The Miami Marlins are doing the next-best thing. They are trying to become the first bilingual professional sports organization in the world, as education coordinator Emily Glass and lead teacher Pamela Mejía de Rodríguez explained earlier this week. The two of them led a presentation on bilingual player development and education at Global C.R.E.D. 2020 (Credentialing and Recognizing Excellence and Determination).
“We teach Spanish and English to all of our players in the minor leagues throughout our professional baseball team,” Glass said during the video conference which was livestreamed on YouTube. “The key for our work is we teach Spanish and English to empower our players, to thrive in a globalized world, and to serve one another…in the whole organization.”

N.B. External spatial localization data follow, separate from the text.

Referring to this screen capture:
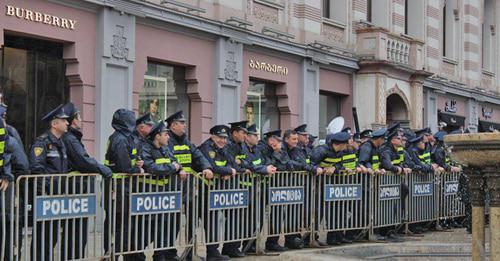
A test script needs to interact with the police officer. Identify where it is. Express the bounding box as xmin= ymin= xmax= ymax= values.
xmin=311 ymin=132 xmax=351 ymax=245
xmin=358 ymin=128 xmax=386 ymax=175
xmin=432 ymin=131 xmax=460 ymax=173
xmin=228 ymin=121 xmax=250 ymax=168
xmin=292 ymin=124 xmax=322 ymax=175
xmin=0 ymin=104 xmax=24 ymax=149
xmin=62 ymin=103 xmax=112 ymax=177
xmin=134 ymin=113 xmax=155 ymax=141
xmin=242 ymin=124 xmax=276 ymax=175
xmin=104 ymin=109 xmax=144 ymax=258
xmin=308 ymin=134 xmax=318 ymax=150
xmin=29 ymin=104 xmax=70 ymax=260
xmin=359 ymin=129 xmax=373 ymax=144
xmin=165 ymin=111 xmax=213 ymax=180
xmin=141 ymin=121 xmax=185 ymax=261
xmin=198 ymin=125 xmax=238 ymax=260
xmin=414 ymin=128 xmax=433 ymax=165
xmin=407 ymin=135 xmax=435 ymax=174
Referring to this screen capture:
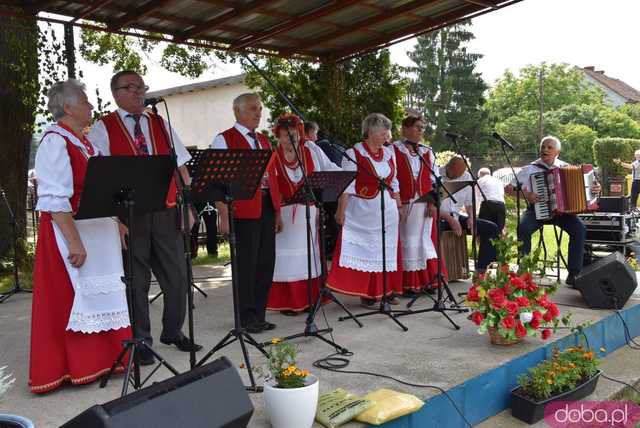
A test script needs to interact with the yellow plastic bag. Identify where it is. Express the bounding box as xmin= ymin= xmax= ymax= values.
xmin=355 ymin=388 xmax=424 ymax=425
xmin=315 ymin=388 xmax=373 ymax=428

According to the presentation, 95 of 214 players in the Marlins organization (44.4%) are from Latin American countries. Their major league roster and MiLB affiliate rosters include representatives from Cuba, the Dominican Republic, México, Venezuela, Colombia, and Puerto Rico. The Marlins want them to have the language and life skills to be able to adapt to a new culture, both during and after their playing careers.
“Since we started this program, you can see the locker room more integrated,” Mejía de Rodriguez said. “People just talk to each other, they know each other, and even when they’re in the offseason they keep texting and communicating with each other. That makes us proud as a teacher because the work we’re doing is actually having an impact.”
The Marlins are observing a wide range of benefits from this program:
- Improves relationships and communication
- Improves team performance
- Faster adaptation
- Players perform with more confidence
- Create empathy among the team
Towards the end of the presentation, they played a video featuring Marlins outfielders JJ Bleday and Víctor Mesa Jr. and infielder Nic Ready. Each prospect spoke in their second language—Bleday and Ready in Spanish, Mesa in English—about how the education program has helped them.
“A bilingual education system is really the glue that holds all of our standards together,” Glass said. “It of course affects our ability to communicate, our communication skills.”
“It also affects [the players’] identity formation,” she continued. “It affects their values and self-awareness, their ability to think critically, their culture of development as young men in the Miami Marlins that are ready to win, compete, and serve the communities. Our bilingual education program is something we’re really proud of.”